Spot on! Westminster is the sovereign legal authority in this country, not Holyrood. Scotland opted to remain part of the UK in the full knowledge that a vote on the EU was in the pipeline. Westminster will simply not permit the constitutional integrity of the UK to be held hostage by the SNP – whatever propaganda some may believe.
Then they would make a unilateral declaration of independence. People in Scotland are fed up with being governed by Tories, which very few people voted for. If England pushes hard enough, it will force the issue and it may well end up being extremely messy, particularly with the Good Friday Agreement in Northern Ireland.
More Scots living in England wanted independence than Scots living in Scotland, it was more a case of get rid than wanting to go. People in England are fed up with being governed by the tories but they fixed the constituencies so that 30 % of the entire vote gave the a majority.

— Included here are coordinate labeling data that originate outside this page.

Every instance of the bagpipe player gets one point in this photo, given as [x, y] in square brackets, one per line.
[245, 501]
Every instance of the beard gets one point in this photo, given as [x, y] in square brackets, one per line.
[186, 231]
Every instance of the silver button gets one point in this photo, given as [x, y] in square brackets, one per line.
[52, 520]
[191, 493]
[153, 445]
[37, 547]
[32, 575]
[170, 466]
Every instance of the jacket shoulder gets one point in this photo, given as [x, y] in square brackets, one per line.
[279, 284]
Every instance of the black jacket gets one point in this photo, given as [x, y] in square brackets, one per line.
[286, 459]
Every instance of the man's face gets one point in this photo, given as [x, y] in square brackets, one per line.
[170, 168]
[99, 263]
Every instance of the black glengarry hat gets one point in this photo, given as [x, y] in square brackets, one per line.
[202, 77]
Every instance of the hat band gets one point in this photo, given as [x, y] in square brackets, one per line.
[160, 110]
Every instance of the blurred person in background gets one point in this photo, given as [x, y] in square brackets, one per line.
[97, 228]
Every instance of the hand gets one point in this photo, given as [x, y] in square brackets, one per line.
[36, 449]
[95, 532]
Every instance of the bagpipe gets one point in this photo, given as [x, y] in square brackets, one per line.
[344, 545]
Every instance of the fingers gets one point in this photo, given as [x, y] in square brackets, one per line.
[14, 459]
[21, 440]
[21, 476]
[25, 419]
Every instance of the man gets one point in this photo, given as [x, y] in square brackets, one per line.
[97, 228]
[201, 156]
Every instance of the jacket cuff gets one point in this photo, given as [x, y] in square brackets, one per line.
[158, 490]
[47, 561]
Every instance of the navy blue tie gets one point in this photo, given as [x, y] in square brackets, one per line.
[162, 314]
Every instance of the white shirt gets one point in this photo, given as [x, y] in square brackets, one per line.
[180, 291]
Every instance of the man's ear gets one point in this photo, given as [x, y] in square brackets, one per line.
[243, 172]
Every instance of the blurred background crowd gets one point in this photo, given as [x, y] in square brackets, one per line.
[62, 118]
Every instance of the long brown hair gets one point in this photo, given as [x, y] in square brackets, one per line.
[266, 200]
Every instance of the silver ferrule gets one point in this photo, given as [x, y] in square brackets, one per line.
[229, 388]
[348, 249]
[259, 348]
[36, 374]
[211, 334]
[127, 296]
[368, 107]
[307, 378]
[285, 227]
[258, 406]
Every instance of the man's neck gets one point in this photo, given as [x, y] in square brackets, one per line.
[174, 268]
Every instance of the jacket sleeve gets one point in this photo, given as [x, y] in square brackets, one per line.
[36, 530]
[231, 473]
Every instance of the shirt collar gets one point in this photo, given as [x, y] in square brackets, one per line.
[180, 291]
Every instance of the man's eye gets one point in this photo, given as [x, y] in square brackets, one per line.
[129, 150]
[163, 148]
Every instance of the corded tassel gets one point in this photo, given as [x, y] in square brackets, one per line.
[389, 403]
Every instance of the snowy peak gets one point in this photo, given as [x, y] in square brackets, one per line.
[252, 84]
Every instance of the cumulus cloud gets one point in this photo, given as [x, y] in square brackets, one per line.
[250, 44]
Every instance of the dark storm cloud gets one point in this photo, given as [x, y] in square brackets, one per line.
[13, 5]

It’s a bit rich calling Westminster a Unionist Government when it is 1./ made up of MP from all countries 2./ has devolved power and set up devolved Government in Wales, Scotland Northern Ireland
It is a unionist government because Scotland provides only 59 of 650 MPs, thus even when virtually all Scottish MPs are nationalists, the unionist majority in Westminster will prevail, unless the nationalist minority take matters into their own hands. Luckily today, the Scots have their own parliament and recourse to self determination via a referendum. In that respect we are better off then the Irish nationalists before the 1920’s, or Catalan nationalists in Spain today.
It isn’t matter of being rich describing it as a unionist government, it;s a simple fact.
There is no legal or constitutional consensus that holding a referendum requires “approval” from Westminster. The Scottish Government certainly doesn’t accept that this is in the gift of London, and (arguably) international law and the requirements relating to self determination of the UN Charter support their case. Neither of the Scotland Acts prohibit the holding of referendums, ergo since they are not specifically called out as reserved areas, they are quite permissable.
The Edinburgh Agreement reached between Holyrood and Westminster to ensure a Section 30 order was in place, is a sign of unionist weakness, NOT strength. If Westminster had been confident of the legal position, it would simply have refused to do so. In reality, it wasn’t in the interest of either party to see this situation tested in court, and the courts would have been loath to get involved. Thus (as expected) political pragmatism carried the day.
Those erroneously fluffing this line would do well to reflect on the reality of the situation when they make unwarranted assumptions about Scots accession to the EU. Much as in the referendum example, the parties are overwhelmingly likely to reach a pragmatic compromise and avoid conflict. The EU has zero interest in excluding Scotland from the EU, the Scots are keen to join, and the rump of the UK would do well to make it easy for this to happen.